The Australian Transaction Reports and Analysis Centre (AUSTRAC) has expressed concerns regarding the compliance with AML/CTF regulations by crypto ATM providers. The regulator announced its intention to take action against violators, noting that the number of crypto ATMs in Australia has increased from 23 to 1651 over the past five years.
This is reported by Finway
AUSTRAC’s Warning for Crypto ATM Providers
In its statement, AUSTRAC emphasized that some crypto ATM providers may not be adhering to regulations related to anti-money laundering and counter-terrorism financing. This regulator is a government financial intelligence agency that monitors illegal activities in financial transactions.
In early December 2024, a task force on crypto assets was established within the agency. This new unit aims to analyze the operations of crypto ATM providers, which are part of the digital currency exchange (DCE) category.
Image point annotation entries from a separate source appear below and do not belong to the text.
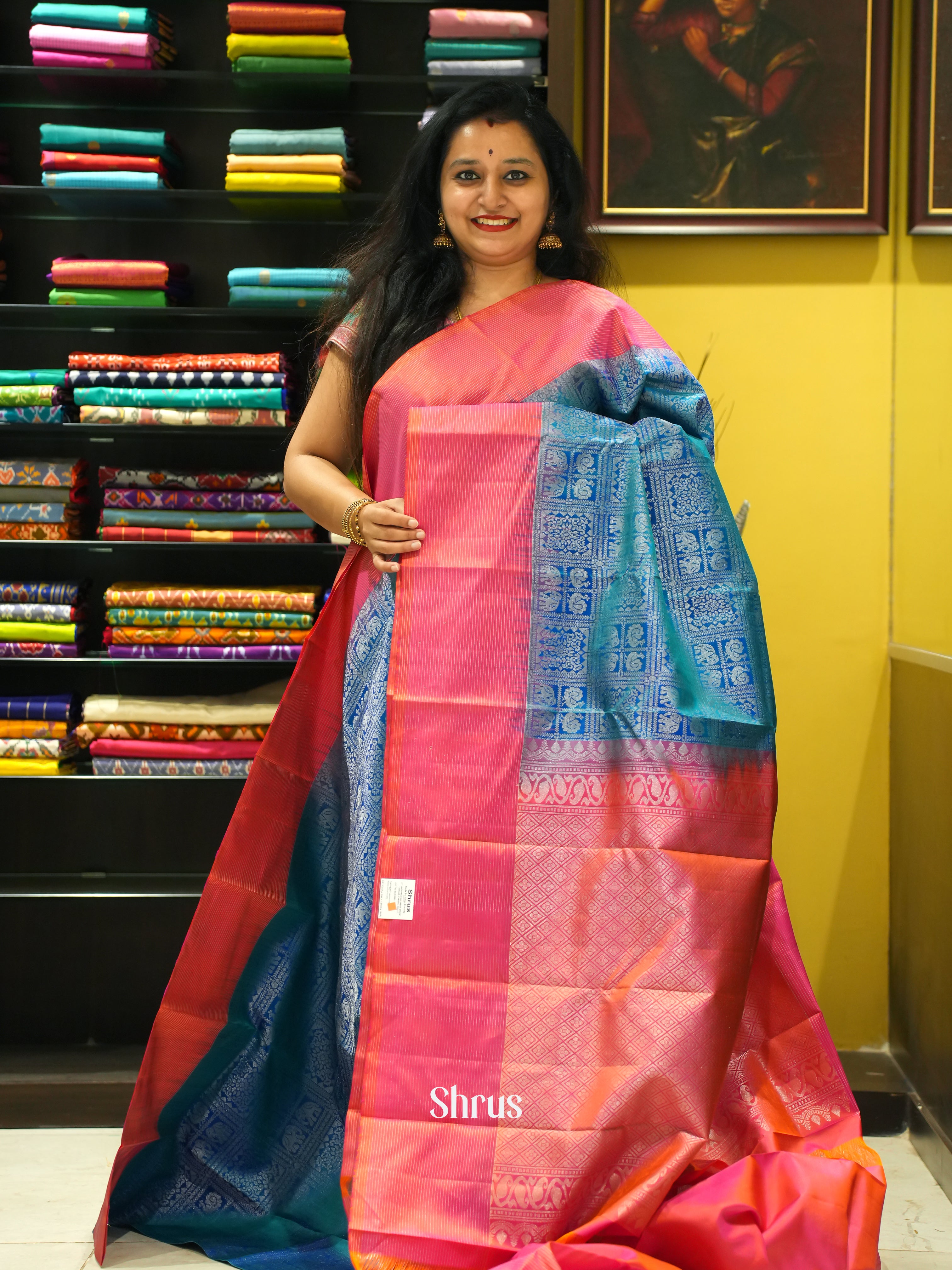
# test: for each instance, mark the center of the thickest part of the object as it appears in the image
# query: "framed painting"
(739, 116)
(931, 144)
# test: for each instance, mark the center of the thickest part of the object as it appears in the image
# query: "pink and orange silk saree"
(493, 964)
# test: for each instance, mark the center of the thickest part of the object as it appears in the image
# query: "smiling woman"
(509, 831)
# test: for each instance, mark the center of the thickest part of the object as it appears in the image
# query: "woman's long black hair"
(404, 285)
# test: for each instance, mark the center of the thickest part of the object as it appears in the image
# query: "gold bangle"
(349, 525)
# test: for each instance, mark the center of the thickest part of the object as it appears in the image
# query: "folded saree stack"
(485, 43)
(128, 284)
(101, 37)
(305, 161)
(79, 158)
(239, 390)
(42, 498)
(33, 397)
(199, 507)
(284, 289)
(37, 735)
(41, 619)
(178, 736)
(287, 38)
(168, 621)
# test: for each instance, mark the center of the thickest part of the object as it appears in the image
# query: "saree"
(493, 964)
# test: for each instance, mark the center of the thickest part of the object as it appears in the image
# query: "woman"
(493, 954)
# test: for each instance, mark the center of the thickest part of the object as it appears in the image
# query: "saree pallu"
(61, 162)
(89, 732)
(186, 399)
(161, 416)
(259, 521)
(190, 652)
(28, 648)
(589, 1033)
(187, 500)
(27, 613)
(192, 750)
(13, 379)
(138, 534)
(103, 17)
(287, 46)
(178, 363)
(139, 616)
(44, 472)
(172, 768)
(115, 141)
(37, 747)
(287, 20)
(488, 25)
(36, 768)
(38, 593)
(32, 415)
(200, 636)
(103, 181)
(129, 595)
(177, 379)
(26, 531)
(23, 728)
(280, 298)
(110, 273)
(28, 394)
(111, 298)
(331, 166)
(290, 141)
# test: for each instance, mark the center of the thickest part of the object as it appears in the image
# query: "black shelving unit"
(99, 877)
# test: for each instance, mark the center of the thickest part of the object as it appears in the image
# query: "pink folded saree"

According to the Anti-Money Laundering and Counter-Terrorism Financing Act, all companies in this category must register with AUSTRAC.
Worrying Trends and Potential Risks
In a new statement, the regulator noted that the task force has identified signs of non-compliance with AML/CTF regulations among crypto ATM providers.
“Worrying trends and signs of suspicious activity have been detected, including transactions that may be related to fraud,” AUSTRAC’s publication states.
Centre Head Brendan Thomas emphasized that the primary task of the regulator is to ensure compliance with certain measures by crypto ATM providers. He noted that this will help minimize the risks of using such points for money laundering and other illegal activities. Thomas also added that AUSTRAC will take action against individual providers but did not disclose specific companies.
It is worth noting that Australia ranks third in the world for the number of crypto ATMs, trailing only the USA and Canada, according to data from Coin ATM Radar, with a current total of 1651 crypto ATMs in the country.